Activist tactics developed by the AIDS movement's loudest voice, Act Up (http://www.actup.org/), are being disseminated by antiwar groups. The London-based Active Resistance to the Roots of War (http://www.j-n-v.org/) links from its Web site to the ACT-UP guidelines on how to carry out protests. Arrow also is circulating an online petition for antiwar support on its Web site, telling readers: "You can choose whether to pledge to directly participate in nonviolent action or whether to pledge to play a support role which does not risk arrest."

 Message boards and e-mail discussion groups are home to ongoing dialogue about Iraq. Yahoo! hosts a number of discussion groups, including a small group of Arizona residents who are opposed to war, and a 450-member discussion group by a group called the National Network to End the War Against Iraq (http://www.endthewar.org/). This site blends tried-and-true tactics with online ones, advocating traditional snail mail letter-writing campaigns while also providing downloads of fliers. The site links to yet another group protesting the potential war, International ANSWER, "Act Now to Stop War and End Racism" (http://www.internationalanswer.org/). The group is part of a coalition that is preparing to join the March 15 protests to speak out against a war with Iraq.

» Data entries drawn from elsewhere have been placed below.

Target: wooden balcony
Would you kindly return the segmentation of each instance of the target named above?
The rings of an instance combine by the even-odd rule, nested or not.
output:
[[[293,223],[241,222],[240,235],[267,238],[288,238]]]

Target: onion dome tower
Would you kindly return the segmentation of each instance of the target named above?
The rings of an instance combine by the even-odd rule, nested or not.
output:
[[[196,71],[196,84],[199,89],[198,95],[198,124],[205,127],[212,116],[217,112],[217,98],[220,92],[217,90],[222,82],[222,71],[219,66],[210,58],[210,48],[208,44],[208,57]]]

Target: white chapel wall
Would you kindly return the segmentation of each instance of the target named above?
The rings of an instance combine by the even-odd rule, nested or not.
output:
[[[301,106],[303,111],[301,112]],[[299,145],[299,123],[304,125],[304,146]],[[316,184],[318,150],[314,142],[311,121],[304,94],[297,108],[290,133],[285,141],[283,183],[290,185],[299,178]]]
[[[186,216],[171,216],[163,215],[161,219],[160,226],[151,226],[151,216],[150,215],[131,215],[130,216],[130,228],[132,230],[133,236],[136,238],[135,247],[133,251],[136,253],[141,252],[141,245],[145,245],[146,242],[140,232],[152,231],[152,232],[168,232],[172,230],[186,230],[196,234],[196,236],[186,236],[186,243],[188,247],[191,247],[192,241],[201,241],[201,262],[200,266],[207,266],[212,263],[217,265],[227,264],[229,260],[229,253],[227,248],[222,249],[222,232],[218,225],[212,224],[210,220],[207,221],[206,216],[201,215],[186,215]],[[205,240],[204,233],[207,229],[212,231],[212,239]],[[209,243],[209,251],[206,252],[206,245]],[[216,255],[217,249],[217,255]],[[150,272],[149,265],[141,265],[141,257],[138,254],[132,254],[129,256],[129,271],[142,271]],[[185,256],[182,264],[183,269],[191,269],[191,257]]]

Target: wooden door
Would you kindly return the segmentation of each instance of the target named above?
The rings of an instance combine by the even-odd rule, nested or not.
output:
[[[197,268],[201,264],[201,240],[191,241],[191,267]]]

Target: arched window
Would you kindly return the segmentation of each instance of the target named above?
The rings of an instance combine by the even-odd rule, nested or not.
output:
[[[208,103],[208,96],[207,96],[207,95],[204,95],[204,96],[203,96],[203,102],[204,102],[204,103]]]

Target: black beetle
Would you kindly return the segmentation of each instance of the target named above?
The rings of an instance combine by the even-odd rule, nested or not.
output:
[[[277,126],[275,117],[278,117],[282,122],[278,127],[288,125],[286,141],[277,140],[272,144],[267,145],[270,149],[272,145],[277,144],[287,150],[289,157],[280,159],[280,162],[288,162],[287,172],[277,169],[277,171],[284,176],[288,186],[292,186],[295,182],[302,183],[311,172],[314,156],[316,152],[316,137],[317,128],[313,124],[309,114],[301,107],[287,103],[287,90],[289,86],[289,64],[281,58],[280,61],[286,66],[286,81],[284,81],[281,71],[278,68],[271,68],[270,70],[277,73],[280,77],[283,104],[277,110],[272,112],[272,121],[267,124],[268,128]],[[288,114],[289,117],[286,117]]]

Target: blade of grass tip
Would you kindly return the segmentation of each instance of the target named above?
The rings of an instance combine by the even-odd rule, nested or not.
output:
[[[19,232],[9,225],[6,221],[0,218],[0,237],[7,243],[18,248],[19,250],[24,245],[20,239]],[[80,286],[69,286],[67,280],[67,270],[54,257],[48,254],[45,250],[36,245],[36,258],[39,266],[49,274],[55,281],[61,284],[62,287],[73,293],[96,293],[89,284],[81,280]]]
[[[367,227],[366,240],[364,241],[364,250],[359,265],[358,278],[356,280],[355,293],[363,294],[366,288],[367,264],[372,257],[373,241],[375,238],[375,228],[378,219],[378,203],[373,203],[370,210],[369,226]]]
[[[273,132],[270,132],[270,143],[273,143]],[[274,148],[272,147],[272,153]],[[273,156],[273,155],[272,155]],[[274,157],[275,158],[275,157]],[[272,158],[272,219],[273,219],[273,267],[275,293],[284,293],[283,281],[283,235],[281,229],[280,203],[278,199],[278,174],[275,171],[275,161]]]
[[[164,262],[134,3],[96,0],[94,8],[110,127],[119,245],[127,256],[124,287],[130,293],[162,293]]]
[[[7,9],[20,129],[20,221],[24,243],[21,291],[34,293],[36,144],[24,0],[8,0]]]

Some organizations -- including the Education for Peace in Iraq Center -- are linking to an online peace pledge (http://www.peacepledge.org/) for readers to register their opposition to a war in Iraq. Some 70,000 signatures have been gathered so far, according to the site.

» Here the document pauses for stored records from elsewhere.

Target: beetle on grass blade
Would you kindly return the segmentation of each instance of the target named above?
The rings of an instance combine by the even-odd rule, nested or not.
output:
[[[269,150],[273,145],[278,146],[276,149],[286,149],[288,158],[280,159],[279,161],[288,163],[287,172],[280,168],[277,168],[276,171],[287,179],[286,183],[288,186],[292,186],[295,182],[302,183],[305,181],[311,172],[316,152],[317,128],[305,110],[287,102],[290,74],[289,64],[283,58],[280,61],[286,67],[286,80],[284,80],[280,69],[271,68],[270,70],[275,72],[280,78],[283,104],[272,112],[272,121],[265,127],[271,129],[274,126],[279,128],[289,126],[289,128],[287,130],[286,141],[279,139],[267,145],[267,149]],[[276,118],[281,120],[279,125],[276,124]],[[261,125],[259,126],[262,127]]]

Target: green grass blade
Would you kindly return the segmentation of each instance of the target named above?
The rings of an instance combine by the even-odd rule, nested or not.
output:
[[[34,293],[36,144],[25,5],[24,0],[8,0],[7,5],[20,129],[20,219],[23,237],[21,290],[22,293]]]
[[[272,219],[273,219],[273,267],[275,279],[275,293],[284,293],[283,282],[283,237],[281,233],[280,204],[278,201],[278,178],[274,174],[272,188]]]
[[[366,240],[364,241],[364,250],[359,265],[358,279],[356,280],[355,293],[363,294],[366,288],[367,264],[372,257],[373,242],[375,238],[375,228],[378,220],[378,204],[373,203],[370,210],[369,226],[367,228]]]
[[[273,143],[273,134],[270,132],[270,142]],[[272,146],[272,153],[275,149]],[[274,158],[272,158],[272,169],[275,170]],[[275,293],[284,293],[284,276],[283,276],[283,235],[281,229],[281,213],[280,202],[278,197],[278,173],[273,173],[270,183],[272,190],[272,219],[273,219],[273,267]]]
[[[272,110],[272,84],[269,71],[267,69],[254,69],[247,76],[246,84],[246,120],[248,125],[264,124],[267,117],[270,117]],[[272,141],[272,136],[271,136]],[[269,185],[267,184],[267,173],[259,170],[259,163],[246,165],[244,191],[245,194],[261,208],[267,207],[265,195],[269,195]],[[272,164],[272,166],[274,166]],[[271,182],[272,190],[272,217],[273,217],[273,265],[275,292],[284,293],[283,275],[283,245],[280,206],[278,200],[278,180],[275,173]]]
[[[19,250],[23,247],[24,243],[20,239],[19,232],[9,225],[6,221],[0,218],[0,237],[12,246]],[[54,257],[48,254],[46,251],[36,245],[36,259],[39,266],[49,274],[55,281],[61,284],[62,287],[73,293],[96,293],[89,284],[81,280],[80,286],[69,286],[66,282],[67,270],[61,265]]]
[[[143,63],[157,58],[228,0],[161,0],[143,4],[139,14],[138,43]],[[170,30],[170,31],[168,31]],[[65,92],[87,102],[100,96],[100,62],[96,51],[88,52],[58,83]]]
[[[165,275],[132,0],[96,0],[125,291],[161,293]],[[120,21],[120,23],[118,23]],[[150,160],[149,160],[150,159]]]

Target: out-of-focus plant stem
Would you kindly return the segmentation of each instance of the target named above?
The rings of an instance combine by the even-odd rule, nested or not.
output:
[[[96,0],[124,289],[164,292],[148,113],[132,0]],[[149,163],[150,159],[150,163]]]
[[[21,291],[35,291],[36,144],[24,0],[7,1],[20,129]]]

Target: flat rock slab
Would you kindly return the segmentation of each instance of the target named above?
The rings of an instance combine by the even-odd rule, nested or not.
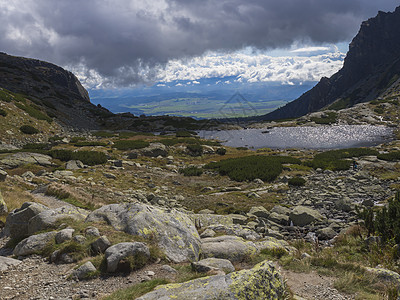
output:
[[[268,261],[253,269],[157,287],[138,300],[284,299],[282,276]]]
[[[150,258],[150,250],[144,243],[119,243],[107,248],[106,253],[107,261],[107,272],[116,272],[118,269],[118,263],[129,256],[138,257],[140,256],[143,260]]]
[[[14,258],[0,256],[0,272],[6,271],[11,266],[20,264],[21,261]]]
[[[30,237],[18,243],[13,254],[16,256],[36,254],[43,250],[47,246],[47,243],[55,238],[56,234],[56,231],[51,231],[37,235],[31,235]]]
[[[6,169],[14,169],[26,164],[36,164],[40,166],[50,167],[53,166],[51,160],[51,156],[48,155],[30,152],[19,152],[0,160],[0,166]]]
[[[221,270],[225,273],[235,271],[235,267],[232,263],[222,258],[206,258],[198,262],[192,262],[192,269],[200,273],[207,273],[211,270]]]
[[[86,222],[106,221],[116,230],[154,238],[173,262],[197,261],[201,248],[194,223],[180,211],[141,203],[110,204],[92,213]]]

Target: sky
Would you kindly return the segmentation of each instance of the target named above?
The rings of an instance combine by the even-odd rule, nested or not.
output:
[[[87,88],[236,76],[317,81],[394,0],[0,0],[0,51],[63,66]]]

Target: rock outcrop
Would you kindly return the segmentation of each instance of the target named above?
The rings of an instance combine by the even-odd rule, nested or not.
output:
[[[154,238],[165,255],[174,262],[196,261],[200,237],[186,214],[140,204],[110,204],[99,208],[86,219],[106,221],[116,230],[145,238]]]
[[[284,299],[285,285],[276,267],[268,261],[253,269],[199,278],[157,287],[138,300],[159,299]]]

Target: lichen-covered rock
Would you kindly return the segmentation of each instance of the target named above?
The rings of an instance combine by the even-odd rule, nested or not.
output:
[[[253,242],[237,236],[223,235],[202,240],[204,257],[228,259],[232,262],[242,261],[258,251]]]
[[[148,260],[150,250],[144,243],[119,243],[109,247],[105,253],[107,261],[107,272],[115,272],[119,262],[129,256]]]
[[[76,269],[72,276],[79,280],[86,279],[90,273],[96,272],[96,267],[90,262],[84,263],[78,269]]]
[[[65,164],[66,170],[79,170],[83,169],[85,166],[80,160],[69,160]]]
[[[306,226],[315,221],[321,221],[324,217],[315,209],[306,206],[296,206],[290,212],[290,220],[296,226]]]
[[[72,229],[72,228],[66,228],[66,229],[60,230],[56,234],[56,243],[62,244],[65,241],[72,240],[72,235],[74,232],[75,232],[75,229]]]
[[[1,181],[5,181],[6,178],[7,178],[7,175],[8,175],[8,174],[7,174],[6,171],[0,169],[0,182],[1,182]]]
[[[177,210],[166,210],[142,203],[103,206],[86,219],[106,221],[116,230],[154,238],[173,262],[197,261],[201,243],[194,223]]]
[[[167,147],[161,143],[151,143],[150,146],[141,149],[140,152],[148,157],[166,157],[168,155]]]
[[[265,249],[285,249],[287,252],[293,252],[296,249],[288,244],[288,242],[284,240],[278,240],[274,237],[265,237],[261,241],[254,242],[258,251],[262,251]]]
[[[95,254],[104,253],[110,246],[111,243],[105,235],[99,237],[97,240],[90,244],[90,247]]]
[[[374,275],[376,275],[379,279],[389,281],[392,284],[400,287],[400,275],[391,270],[383,269],[383,268],[366,268],[366,270]]]
[[[254,215],[259,218],[268,218],[269,212],[265,209],[264,206],[253,206],[250,208],[249,215]]]
[[[233,225],[233,218],[231,215],[214,215],[210,213],[198,213],[188,214],[188,217],[195,224],[200,224],[202,228],[210,225],[221,224],[221,225]]]
[[[50,167],[53,166],[51,159],[51,156],[44,154],[18,152],[0,160],[0,166],[7,169],[17,168],[25,164],[37,164],[40,166]]]
[[[21,261],[14,258],[0,256],[0,272],[7,270],[11,266],[20,264]]]
[[[138,300],[242,300],[285,299],[285,284],[277,268],[268,261],[253,269],[199,278],[185,283],[158,286]]]
[[[229,260],[214,257],[202,259],[198,262],[192,262],[192,269],[200,273],[207,273],[211,270],[221,270],[225,273],[235,271],[235,267]]]
[[[26,256],[40,252],[43,250],[47,243],[54,240],[56,231],[40,233],[31,235],[30,237],[22,240],[15,246],[13,254],[16,256]]]
[[[8,212],[7,204],[3,199],[3,195],[0,191],[0,216]]]
[[[61,219],[74,219],[76,221],[83,221],[87,217],[88,212],[84,209],[73,206],[62,206],[55,209],[47,209],[35,215],[29,220],[28,233],[54,228],[58,220]]]
[[[29,235],[28,223],[37,214],[48,210],[47,206],[34,202],[25,202],[21,208],[14,209],[6,219],[4,233],[12,238],[23,238]]]

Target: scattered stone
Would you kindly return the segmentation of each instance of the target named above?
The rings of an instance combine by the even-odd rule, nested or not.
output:
[[[318,211],[306,206],[294,207],[290,212],[289,217],[296,226],[305,226],[324,219]]]
[[[66,228],[63,229],[56,234],[56,243],[57,244],[62,244],[65,241],[72,240],[72,235],[75,232],[75,229],[72,228]]]
[[[84,263],[78,269],[76,269],[72,276],[78,278],[79,280],[87,279],[90,273],[96,272],[96,267],[90,262]]]
[[[254,182],[255,184],[260,184],[260,185],[264,184],[264,181],[262,181],[260,178],[254,179],[253,182]]]
[[[166,157],[168,155],[167,147],[162,143],[151,143],[150,146],[141,149],[140,152],[148,157]]]
[[[128,153],[128,159],[136,159],[138,158],[137,152],[129,152]]]
[[[0,256],[0,272],[6,271],[11,266],[20,264],[21,261],[9,257]]]
[[[214,211],[211,210],[211,209],[206,208],[206,209],[200,210],[198,213],[199,213],[199,214],[213,214]]]
[[[222,258],[206,258],[198,262],[192,262],[192,269],[199,273],[207,273],[211,270],[221,270],[225,273],[235,271],[235,267],[227,259]]]
[[[284,299],[285,284],[277,268],[264,261],[253,269],[158,286],[138,300]]]
[[[7,204],[3,199],[3,195],[0,191],[0,216],[8,212]]]
[[[14,169],[26,164],[36,164],[44,167],[51,167],[53,166],[51,159],[51,156],[44,154],[18,152],[1,159],[0,166],[6,169]]]
[[[106,177],[106,178],[108,178],[108,179],[117,179],[117,176],[115,176],[115,175],[112,174],[112,173],[104,172],[103,175],[104,175],[104,177]]]
[[[252,208],[250,208],[248,214],[265,219],[269,217],[269,212],[263,206],[253,206]]]
[[[337,236],[337,233],[332,227],[326,227],[318,230],[317,236],[320,240],[330,240]]]
[[[81,234],[75,235],[72,239],[79,244],[84,244],[86,241],[86,238]]]
[[[0,182],[6,181],[7,175],[6,171],[0,169]]]
[[[100,254],[104,253],[107,250],[107,248],[111,246],[111,243],[107,239],[107,237],[103,235],[99,237],[97,240],[95,240],[93,243],[91,243],[90,246],[95,254]]]
[[[79,170],[83,169],[85,166],[80,160],[69,160],[65,164],[65,169],[67,170]]]
[[[37,235],[31,235],[17,244],[13,254],[16,256],[26,256],[38,253],[47,246],[48,242],[54,239],[56,234],[56,231],[51,231]]]
[[[204,238],[209,238],[209,237],[214,237],[216,235],[215,231],[207,228],[206,230],[204,230],[201,234],[200,234],[200,238],[204,239]]]
[[[94,226],[89,226],[86,228],[85,234],[88,236],[100,236],[100,231]]]
[[[169,265],[163,265],[161,268],[162,268],[164,271],[168,272],[168,273],[174,273],[174,274],[178,273],[177,270],[175,270],[173,267],[171,267],[171,266],[169,266]]]
[[[118,263],[128,256],[147,261],[150,257],[150,251],[145,244],[139,242],[113,245],[105,252],[107,272],[116,272]]]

Meanwhile, the group Cities For Peace uses its Web site (http://www.citiesforpeace.org/) to encourage people to write to their local lawmakers to protest action in Iraq. The site even provides links to a sample opinion piece and other activism tools.

Patriots For Peace has a button on its home page that lets readers send out links back to the site (http://www.patriotsforpeace.org/), and it offers geographically tailored antiwar posters for download. The site, like many others, also features downloadable posters and has a Paypal account set up for people to make donations.

One loud voice against war has its roots in radio. Amy Goodman, host of the Pacifica Radio network's "Democracy Now!" show (http://www.democracynow.org/) is broadcasting daily shows on the radio and on the Internet, offering a "daily polestar for those who crave the antiwar perspective that mainstream networks and newspapers often consign to the margins," The Washington Post reported Monday. "War coverage should be more than a parade of retired generals and retired government flacks posing as reporters," Goodman told The Post. "Why not invite on some voices that are not Pentagon-approved?"